The very lowest-performing colleges in the country are not likely to seek accreditation, either. At best, some will gather to create an accrediting body with indifferent standards, as a marketing feature. Lost in all of this will be the culture of improvement that is integral to accreditation. Schools do respond to site visit recommendations, and if site visit reports are not as incisive and comprehensive as they used to be, they are still effective in charting a path for improvement.

(ii) Diploma Mills Will Proliferate

As noted, the gatekeeper function ensures that all reputable schools seek accreditation from agencies that have Education Department recognition. Indeed, the department maintains a list online of all schools accredited by recognized agencies. Diploma mills are not on this list, nor are they eligible for student financial aid. If accreditors are no longer gatekeepers, many legitimate schools will not seek accreditation yet will receive financial aid. So will diploma mills. People who create diploma mills are extremely resourceful, and will be able to meet any paper requirements needed to become eligible for SFA funds. It’s only accreditation as gatekeeper under the Education Department that prevents them from doing so now.

Further, without the department's recognition function, there will be nothing to prevent a dishonest operator from creating an accrediting body (such as the “Northeast and Southwest Association of Colleges and Schools”), listing several hundred legitimate schools as being recognized by this association, and adding a number of diploma mills to its list.

True, this fraudulent accrediting body would not be admitted to the Council for Higher Education Accreditation, but the unsophisticated and unsuspecting enrollee in a diploma mill would not know the difference. And if necessary, the same printing press that created schools out of air, and accrediting agencies out of fairy dust, can readily create a CHEA-like body as well.
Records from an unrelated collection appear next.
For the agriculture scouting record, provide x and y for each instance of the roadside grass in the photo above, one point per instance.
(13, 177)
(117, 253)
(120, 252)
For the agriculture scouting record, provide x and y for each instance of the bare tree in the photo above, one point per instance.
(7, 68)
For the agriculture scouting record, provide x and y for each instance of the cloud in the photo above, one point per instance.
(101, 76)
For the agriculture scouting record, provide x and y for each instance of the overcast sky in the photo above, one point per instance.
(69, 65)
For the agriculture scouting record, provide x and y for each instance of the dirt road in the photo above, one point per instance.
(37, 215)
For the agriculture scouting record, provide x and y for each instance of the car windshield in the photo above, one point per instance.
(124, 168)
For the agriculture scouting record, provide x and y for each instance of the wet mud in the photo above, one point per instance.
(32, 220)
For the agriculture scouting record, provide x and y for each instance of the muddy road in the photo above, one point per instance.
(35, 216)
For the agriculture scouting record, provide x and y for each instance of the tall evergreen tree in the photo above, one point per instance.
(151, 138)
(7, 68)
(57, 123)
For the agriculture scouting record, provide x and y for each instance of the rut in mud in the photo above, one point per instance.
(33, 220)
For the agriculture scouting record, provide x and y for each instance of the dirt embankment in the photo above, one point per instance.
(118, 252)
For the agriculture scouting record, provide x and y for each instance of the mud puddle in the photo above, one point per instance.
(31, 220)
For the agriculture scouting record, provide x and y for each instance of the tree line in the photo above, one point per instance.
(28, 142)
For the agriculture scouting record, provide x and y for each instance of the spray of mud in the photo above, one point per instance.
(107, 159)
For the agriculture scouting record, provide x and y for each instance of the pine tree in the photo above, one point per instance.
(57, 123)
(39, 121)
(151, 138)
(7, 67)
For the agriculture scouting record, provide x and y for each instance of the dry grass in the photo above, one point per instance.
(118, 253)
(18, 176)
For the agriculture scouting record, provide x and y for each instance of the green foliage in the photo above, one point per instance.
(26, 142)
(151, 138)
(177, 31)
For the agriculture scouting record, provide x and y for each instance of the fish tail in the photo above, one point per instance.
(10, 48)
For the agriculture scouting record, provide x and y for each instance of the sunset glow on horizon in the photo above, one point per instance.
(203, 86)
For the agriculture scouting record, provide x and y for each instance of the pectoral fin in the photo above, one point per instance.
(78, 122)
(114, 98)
(iii) Transfers Will Be More Difficult

Colleges hesitate to accept transfers from community colleges and weaker institutions without reassurance from an external body. As difficult as it is now for students to transfer credits, it is still possible to move from a weak accredited school to a stronger one. In the future, with no recognized accreditor to offer lose control over their practices, colleges will be free to institute arbitrary and unduly restrictive transfer policies.

(iv) Innovation Will Be Stifled

As noted above, innovation makes sense only if it is responsible and consistent with the standards of higher education. It is useful to students only if their efforts in an innovative mode are subsequently recognized by conventional schools and employers. Accrediting agencies, even at the risk of being accused of being obstructionist, have insisted that innovation not result in any diminution in the quality of education.

Innovators seek accreditation, because once approved, a changed structure, strategy or delivery mechanism can be assured of acceptability and wide implementation. Without a broad-based, unified accreditation structure, tied together by a gatekeeping function, acceptance of innovation will become more difficult.

(v) Public Protection

There are many emerging areas of public activity, particularly in the field of health services, where there is no government oversight and much potential for public harm. Access to financial aid encourages accreditors to seek federal recognition. This is why responsible educators and practitioners in a given field organize themselves around an accrediting structure that will meet Education Department standards. This helps create a level of assurance of quality, which serves the public.  

 

The advent of the Internet and the ease with which false and misleading structures can be created makes it important to keep accreditation intact, particularly since there have been no structured experiments and pilot programs to examine proposed alternatives. Conversation is healthy, but nothing should be done to dismantle the existing gatekeeping/accrediting relationship until it is clear that a replacement is at least as good as the original.